But Smith badly mischaracterizes their crimes and missteps:

Weiner’s online romances brought him down because they were weird. Spitzer’s ordinary sin — any number of politicians have survived prostitution scandals — ended his tenure as governor because his governorship was already going terribly.

Weiner was not just “weird”- he lied, badly, at first when the pictures were revealed. Voters tend to be more forgiving of politicians who cop to their misdeeds immediately.

More importantly, Spitzer’s crime may not have been unique, but it was still a crime. The man who was once the top law enforcement agent in the state solicited illegal prostitutes. Weiner may have been unethical, but that’s between him and his family and isn’t in itself against the law.

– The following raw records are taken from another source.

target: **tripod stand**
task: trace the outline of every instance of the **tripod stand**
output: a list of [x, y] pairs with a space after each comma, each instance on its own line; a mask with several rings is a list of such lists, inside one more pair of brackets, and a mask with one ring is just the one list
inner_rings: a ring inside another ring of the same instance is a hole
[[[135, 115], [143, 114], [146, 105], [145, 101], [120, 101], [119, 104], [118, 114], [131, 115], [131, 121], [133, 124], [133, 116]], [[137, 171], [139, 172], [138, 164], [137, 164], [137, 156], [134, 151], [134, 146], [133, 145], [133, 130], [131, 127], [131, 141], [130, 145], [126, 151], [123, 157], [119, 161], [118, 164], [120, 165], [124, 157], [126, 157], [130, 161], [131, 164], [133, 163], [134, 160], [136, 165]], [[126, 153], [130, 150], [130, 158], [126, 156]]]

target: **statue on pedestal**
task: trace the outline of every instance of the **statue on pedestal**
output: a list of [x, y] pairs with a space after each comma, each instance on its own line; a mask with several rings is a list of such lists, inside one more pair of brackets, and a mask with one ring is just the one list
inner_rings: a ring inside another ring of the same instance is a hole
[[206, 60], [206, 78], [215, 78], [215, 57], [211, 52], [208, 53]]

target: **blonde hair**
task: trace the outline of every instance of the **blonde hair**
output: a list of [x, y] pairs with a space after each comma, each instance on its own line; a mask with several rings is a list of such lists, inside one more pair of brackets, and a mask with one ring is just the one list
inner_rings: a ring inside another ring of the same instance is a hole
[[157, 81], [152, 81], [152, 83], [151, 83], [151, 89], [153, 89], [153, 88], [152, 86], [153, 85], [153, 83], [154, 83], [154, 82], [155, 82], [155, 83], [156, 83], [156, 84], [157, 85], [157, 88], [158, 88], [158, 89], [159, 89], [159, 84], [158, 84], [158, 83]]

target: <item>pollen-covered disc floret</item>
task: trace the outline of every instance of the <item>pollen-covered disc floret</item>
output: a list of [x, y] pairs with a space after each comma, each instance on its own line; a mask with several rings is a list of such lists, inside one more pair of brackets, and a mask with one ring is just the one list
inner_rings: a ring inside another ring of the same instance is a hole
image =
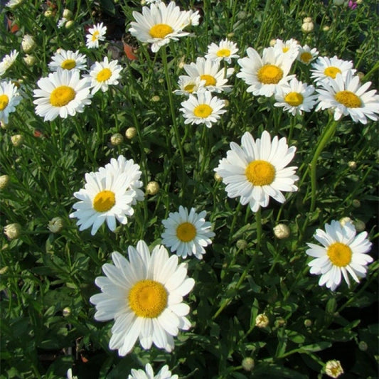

Still, both men have admittedly strong shots at the offices they seek. Weiner is the less qualified candidate- as stated above, he is an ideas man, and the mayor’s office is very much a practical office (i.e. the less-than-charismatic master administrator, Michael Bloomberg). But Weiner recently became the front runner in polls ahead of early favorite Christine Quinn.

There’s no polling data on Spitzer yet, but he has name recognition, is overqualified for the office (the Comptroller audits the city’s finances), and has tons of money. Spitzer has already suggested that he will decline the city’s public financing and use his family’s personal fortune for the campaign. And the Washington Post‘s The Fix says Spitzer could very effectively run as a powerful outsider, characterizing current frontrunner (and well-liked Manhattan borough president Scott Stringer) as an ineffectual machine politician.

What do you think? Does either man have a chance? Should they?